Life is Good: Journal Entry

Here's an old blog entry that I wrote about my journey into the world of optimism. The glass has been half full and overflowing ever since this epiphany of mine.

November 21, 2008


A while back when I was running my 5k loop in training for my triathlons, I saw a bumper sticker on a car that said "Life is Good." It was stuck to a rather nice car, in front of an extravagant house, nestled in a rich neighborhood. And I thought to myself, yes, life is probably good for you. (I know I was being extremely judgmental, but I'm just being honest in what was crossing my mind at the time.)

The more I thought about that sticker while I was running, the more I grew to dislike it. Life is good? What kind of person could endorse such an unrealistic generalization? They are obviously in some state of denial, or having too many happy pills. Sure, life is good ON MOST DAYS. Sure life has incredible MOMENTS. But to generalize and say "Life is good...PERIOD" was a little too much for me. And it just rubbed me wrong.

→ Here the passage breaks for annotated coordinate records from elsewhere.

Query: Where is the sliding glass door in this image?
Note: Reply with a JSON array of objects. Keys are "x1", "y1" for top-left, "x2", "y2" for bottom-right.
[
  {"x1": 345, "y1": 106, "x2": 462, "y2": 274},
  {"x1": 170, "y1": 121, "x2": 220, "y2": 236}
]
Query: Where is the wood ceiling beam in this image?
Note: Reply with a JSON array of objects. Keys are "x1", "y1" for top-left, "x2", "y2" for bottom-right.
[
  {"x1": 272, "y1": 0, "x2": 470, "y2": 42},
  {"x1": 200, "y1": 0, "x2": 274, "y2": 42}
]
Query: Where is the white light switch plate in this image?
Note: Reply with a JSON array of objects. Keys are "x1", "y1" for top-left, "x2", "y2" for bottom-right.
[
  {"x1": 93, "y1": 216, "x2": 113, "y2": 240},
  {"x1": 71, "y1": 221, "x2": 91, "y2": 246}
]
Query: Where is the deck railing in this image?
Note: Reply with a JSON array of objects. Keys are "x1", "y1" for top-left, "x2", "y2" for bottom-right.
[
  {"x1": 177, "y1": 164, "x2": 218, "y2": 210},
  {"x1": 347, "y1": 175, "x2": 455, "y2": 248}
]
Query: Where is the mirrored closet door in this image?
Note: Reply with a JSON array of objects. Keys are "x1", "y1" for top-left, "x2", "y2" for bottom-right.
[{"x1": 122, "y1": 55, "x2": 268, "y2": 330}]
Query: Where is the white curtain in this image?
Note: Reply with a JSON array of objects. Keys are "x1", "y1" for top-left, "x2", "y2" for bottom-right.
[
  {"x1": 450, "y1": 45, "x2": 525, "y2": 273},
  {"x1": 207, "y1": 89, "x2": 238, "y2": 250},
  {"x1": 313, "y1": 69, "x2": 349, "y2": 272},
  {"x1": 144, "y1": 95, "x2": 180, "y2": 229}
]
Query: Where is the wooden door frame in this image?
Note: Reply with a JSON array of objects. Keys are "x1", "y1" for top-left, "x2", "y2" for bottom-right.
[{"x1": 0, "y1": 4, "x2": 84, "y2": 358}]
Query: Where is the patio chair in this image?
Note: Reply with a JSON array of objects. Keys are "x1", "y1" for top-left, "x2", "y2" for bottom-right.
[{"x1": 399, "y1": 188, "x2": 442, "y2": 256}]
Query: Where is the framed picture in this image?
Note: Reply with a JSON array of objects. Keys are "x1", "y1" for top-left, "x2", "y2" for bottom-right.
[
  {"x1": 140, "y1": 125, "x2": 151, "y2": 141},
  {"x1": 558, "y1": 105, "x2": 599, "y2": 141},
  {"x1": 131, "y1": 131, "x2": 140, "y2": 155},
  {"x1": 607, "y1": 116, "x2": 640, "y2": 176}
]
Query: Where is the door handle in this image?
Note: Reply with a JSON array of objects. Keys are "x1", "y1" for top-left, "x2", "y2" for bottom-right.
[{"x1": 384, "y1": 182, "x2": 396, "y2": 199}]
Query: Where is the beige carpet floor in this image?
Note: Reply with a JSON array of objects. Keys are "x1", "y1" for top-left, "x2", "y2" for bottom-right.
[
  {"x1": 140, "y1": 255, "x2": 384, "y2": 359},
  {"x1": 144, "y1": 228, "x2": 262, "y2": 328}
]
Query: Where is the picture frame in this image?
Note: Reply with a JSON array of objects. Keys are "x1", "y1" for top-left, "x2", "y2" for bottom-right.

More than anything, I just laughed at the ridiculous sticker and ultimately forgot about it. That is until I ran across the slogan again a few months later. I found a little shop in St. George that sold a whole bunch of products by the "Life is Good" company. Again I was perturbed by it. It didn't make me angry, it just made me shake my head. While I was standing there in that little shop I thought,"it should say something more along the lines of 'make life good' or 'good things happen.'" And I began to think in more depth why the current wording bothered me so much. I'm not a negative person, I really love my life and am extremely happy with it. But my life hasn't always been good. Any of you that know me well know that I went through a lot as a child with a mentally ill mother and other unfavorable circumstances. And I can say from experience that life is not good for everyone at all times. 

I think because of that, one of my pet peeves is people who are one step past optimism--in denial and crossing over into ignorance. I know a certain person who is like this where you can't even point out the simple facts like "we are lost" or "it is raining" or "people are dying in such and such country" without them thinking you are a downer. I like honesty. I dislike dishonest optimism, or disillusioned optimism. Real optimism is as defined in the dictionary:

"a disposition or tendency to look on the more favorable side of events or conditions and to expect the most favorable outcome." 

Again I dropped it, and didn't really think about it again until I was in the car with my mom one day and happened to see the sticker again. Finally, out of frustration I explained why I disliked the sticker and in explanation of my views ended with "I'm just a realist, mom." To which she responded with a hint of humor "that's what all pessimists say!" At that point I couldn't respond. There seemed to be a little too much truth to what she was saying. 

Once again, I abandoned the thought and once again it was brought to my attention. (Isn't it funny how God has a way of working with us until we get things right?) In church our Stake President (who is in charge of four or five congregations in our neighborhood) got up and said very poignantly "I want you to know that life is good, that the glass is half full." Immediately I was humbled. Here is a man, that I believe to be full of inspiration, who seemed to speak directly to me, telling me that life is good. Could it be more clear than it is now, that the Lord wants me to know that life is good. The Lord knows everything, He knows all the suffering and all of the sadness in the world, He knows all the suffering and sadness in my life and yet He spoke to my heart that life is still good despite it all.

So during this season of introspection and gratitude I feel myself compelled to a sense of optimism and gratefulness. Grateful because God knows me and has compassion on me and my thick scull. And optimistic that despite it all, life really is good.